Hardbound

Crash Of The Titans

Just like elder brother Mukesh Ambani, Anil Ambani started off on the solid ground prepared by their father Dhirubhai. However, hardly has any other family business seen such sharply contrasted trajectories as theirs. How did Anil Ambani lose the advantage? Nandini Vijayaraghavan traces the journeys of four well-known entrepreneurs whose businesses took off energetically but failed to retain the momentum and ended up struggling for survival

The 2006 terms of settlement agreement between the brothers resulted in RIL retaining natural gas exploration and extraction from the KG-D6 gas fields located on India’s western coastline, while the ADAG company, R-Power’s core business, was to develop, construct and operate power projects. In 2008, R-Power’s twelve power plants, including two gas-fired power plants at Dadri and Shahpur, were at various stages of development. The 2006 settlement included an agreement that delineated the terms and conditions for RIL supplying natural gas to ADAG’s gas-fired plants at Dadri and Shahpur. As mentioned earlier, R-Power was solely dependent on RIL for natural gas supplies.

The dispute this time was over the price at which RIL ought to supply natural gas to the ADAG company, Reliance Natural Resources Limited (RNRL), whose core business was sourcing, supplying and transporting gas, coal and liquid fuels. RNRL opined that the applicable price was $2.34 per mmBtu (million metric British thermal unit), which, according to Anil, was the price approved by ‘RIL’s board of directors nearly five years ago, and has been duly recorded in the commercial agreements signed by RIL’. This was also the price at which RIL had offered to sell gas to the government-owned National Thermal Power Corporation (NTPC) years ago, a deal that was subject to long-drawn litigation and never implemented.

RIL countered that the applicable price was stipulated in the production sharing contract (PSC) it had signed with the government and was 80 per cent higher at $4.21 per mmBtu.

In November 2006, RNRL filed a case against RIL in the Bombay High Court. The high-decibel litigation raged for seven months. On 15 June 2009, the Bombay High Court ruled that RIL’s board was fully aware of the settlement agreement, which was binding on both RIL and RNRL. RIL had earlier contended that the settlement agreement related to the Ambani family and had no place in the corporate domain. Further, RIL was contractually obliged to supply ADAG 28 mscmd (million standard cubic meters per day) natural gas plus the allocation to NTPC, should RIL’s contract with NTPC not materialize or was cancelled.

The verdict stated that RIL’s natural gas allocation to ADAG was independent of the PSC it had executed with the government, and that RIL would have to bear the cost of supplying natural gas to ADAG. Most damagingly, the judgement stated that ‘there is no specific provision under the PSC to prevent the contractor from selling the gas at a price lower than the price fixed by the government for valuation of gas to the extent of its share’. The court directed RIL and RNRL to enter into a gas supply agreement within a month.

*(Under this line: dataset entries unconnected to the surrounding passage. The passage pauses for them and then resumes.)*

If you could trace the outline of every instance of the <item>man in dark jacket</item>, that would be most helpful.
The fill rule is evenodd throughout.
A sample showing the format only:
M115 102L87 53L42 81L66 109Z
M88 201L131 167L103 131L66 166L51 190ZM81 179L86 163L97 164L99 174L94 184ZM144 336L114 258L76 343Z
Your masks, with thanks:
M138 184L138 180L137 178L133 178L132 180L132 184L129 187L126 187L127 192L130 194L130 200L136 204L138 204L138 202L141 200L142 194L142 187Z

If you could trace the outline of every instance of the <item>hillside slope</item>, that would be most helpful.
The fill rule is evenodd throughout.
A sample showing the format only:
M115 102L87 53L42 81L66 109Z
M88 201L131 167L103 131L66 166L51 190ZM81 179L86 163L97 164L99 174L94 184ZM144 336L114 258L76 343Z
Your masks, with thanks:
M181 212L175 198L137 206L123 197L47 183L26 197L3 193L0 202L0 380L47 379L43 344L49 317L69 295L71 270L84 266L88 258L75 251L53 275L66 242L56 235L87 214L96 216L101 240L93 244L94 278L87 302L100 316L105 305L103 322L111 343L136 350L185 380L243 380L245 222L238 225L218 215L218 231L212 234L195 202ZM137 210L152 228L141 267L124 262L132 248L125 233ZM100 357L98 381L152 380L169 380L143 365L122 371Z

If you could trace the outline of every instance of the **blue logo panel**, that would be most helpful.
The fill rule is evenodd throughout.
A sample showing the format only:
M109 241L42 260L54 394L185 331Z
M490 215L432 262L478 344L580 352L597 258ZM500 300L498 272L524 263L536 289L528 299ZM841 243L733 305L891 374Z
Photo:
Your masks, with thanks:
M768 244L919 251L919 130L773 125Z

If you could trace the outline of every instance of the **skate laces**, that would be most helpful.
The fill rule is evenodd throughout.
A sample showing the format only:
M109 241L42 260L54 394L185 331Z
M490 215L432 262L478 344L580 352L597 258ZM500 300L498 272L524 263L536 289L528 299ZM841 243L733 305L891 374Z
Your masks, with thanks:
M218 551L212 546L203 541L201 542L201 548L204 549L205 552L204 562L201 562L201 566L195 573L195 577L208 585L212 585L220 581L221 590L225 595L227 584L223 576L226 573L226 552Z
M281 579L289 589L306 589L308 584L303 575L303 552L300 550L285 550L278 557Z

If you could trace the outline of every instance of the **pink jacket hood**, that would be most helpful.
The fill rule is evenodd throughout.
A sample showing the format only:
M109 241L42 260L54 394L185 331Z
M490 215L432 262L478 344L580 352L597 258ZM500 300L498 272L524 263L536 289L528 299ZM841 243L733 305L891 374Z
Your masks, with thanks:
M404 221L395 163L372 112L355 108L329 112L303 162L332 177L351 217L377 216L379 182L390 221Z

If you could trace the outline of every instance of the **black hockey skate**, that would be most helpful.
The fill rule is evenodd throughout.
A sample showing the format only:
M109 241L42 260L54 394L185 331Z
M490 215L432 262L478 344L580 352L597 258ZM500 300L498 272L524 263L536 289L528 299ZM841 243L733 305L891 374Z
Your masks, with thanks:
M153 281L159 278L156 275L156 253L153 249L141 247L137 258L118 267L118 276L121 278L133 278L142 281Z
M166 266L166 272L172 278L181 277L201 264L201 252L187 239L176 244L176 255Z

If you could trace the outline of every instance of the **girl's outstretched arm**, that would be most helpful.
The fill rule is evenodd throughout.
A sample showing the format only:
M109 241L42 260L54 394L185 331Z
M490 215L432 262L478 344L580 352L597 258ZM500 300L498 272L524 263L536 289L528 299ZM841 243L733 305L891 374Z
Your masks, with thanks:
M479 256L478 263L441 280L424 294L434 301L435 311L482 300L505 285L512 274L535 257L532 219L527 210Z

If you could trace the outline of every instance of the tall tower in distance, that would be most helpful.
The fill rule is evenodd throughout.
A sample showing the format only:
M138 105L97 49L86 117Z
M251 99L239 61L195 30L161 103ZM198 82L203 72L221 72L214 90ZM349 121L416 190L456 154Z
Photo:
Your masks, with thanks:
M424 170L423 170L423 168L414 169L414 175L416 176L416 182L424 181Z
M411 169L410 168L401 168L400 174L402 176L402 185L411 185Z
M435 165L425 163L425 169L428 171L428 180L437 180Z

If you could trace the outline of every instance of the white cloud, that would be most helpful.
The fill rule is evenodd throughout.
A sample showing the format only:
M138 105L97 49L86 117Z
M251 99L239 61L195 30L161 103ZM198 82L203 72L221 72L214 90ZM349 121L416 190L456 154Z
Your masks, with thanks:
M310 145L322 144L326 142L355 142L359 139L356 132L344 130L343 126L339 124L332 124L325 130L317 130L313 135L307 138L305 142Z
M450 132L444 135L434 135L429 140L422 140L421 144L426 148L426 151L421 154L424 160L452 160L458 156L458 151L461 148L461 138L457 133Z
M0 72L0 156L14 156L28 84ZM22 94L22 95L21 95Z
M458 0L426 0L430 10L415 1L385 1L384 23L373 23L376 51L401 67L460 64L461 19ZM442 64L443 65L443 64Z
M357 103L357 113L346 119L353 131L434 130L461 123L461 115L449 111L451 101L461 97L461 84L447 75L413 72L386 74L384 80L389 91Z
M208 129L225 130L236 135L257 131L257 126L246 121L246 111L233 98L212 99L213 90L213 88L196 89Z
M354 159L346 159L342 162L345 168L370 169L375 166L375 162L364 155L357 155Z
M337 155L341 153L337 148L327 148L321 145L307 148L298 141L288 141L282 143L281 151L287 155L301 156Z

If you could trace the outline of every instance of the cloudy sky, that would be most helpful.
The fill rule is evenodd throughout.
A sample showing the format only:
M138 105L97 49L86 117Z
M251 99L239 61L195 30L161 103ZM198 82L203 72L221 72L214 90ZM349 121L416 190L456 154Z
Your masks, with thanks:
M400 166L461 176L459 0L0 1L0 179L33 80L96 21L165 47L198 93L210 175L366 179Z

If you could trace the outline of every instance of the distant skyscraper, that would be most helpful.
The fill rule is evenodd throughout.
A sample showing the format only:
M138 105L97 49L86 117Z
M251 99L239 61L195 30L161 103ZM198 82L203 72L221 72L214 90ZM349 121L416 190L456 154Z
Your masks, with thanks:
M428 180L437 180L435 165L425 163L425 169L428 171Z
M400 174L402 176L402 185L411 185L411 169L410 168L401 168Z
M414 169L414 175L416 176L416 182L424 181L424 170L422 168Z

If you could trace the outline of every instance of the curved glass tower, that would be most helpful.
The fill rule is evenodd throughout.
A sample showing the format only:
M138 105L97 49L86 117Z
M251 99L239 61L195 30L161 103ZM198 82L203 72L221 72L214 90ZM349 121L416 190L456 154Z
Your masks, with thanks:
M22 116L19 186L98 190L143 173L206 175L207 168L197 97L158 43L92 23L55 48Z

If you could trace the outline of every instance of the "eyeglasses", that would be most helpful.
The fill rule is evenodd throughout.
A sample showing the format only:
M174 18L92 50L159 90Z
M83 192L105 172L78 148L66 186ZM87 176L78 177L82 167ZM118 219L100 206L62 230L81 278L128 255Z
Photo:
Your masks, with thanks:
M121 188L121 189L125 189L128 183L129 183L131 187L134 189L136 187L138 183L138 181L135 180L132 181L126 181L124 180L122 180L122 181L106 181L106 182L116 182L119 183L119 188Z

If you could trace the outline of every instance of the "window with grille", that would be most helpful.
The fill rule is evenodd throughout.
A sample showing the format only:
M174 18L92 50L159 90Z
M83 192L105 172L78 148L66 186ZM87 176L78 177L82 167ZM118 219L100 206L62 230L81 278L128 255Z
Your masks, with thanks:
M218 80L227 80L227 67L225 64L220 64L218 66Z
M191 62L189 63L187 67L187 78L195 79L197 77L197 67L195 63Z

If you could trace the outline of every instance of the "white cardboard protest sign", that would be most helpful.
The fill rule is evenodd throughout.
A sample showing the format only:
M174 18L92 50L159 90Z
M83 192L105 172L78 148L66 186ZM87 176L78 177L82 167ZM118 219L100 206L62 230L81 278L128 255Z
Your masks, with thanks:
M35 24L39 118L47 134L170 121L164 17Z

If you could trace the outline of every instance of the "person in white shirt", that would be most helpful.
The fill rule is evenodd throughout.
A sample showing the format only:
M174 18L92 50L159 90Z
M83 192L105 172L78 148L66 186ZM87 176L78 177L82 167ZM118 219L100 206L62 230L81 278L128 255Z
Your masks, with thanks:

Anil had won the first battle, but RIL announced its intention to appeal to the Supreme Court against the verdict.

Ad Blitzkrieg

Anil then launched a media offensive. A series of five advertisements were ‘issued in the public and national interest on behalf of eight million shareholders of Reliance Anil Dhirubhai Ambani Group, the largest shareholder family in the world’. These advertisements were published in major Indian newspapers.

The first advertisement questioned why NTPC must purchase natural gas from RIL at a price that was 80 per cent more than what was offered by RIL to NTPC. The second advertisement alleged that the petroleum ministry had approved the four-fold hike in RIL’s project cost, resulting in a Rs.30,000-crore ($6.20 billion) loss to the exchequer. The third advertisement questioned why RIL was allowed to hike its natural gas price by 20 per cent during a year when international natural gas prices had crashed by 80 per cent. The penultimate advertisement alleged that RIL was operating at less than 40 per cent of its natural gas capacity and the petroleum ministry was abetting RIL by proclaiming a scarcity, thereby enabling RIL to earn windfall gains at the expense of the government. The final advertisement accused the petroleum ministry of intervening in a commercial dispute over gas supplies between two corporates, and of supporting RIL.

All these advertisements ended with the question ‘Is this in public or national interest?’

The government too stepped into the fray by observing that natural gas was a national resource, the transaction terms of which could not be determined by a private agreement.

Meanwhile, Anil, after undertaking a pilgrimage to temples in the Himalayas, performed a volte-face and expressed his fervent desire to end the deadlock. RIL, while welcoming the move, stated that the matter was subjudice and hoped ‘any overtures for rapprochement are in no way related to the ongoing hearing of the case’.

Supreme Court Verdict

A three-member bench of the apex court, including the then chief justice of India (CJI), K.G. Balakrishnan, began hearing the case on 20 October 2009.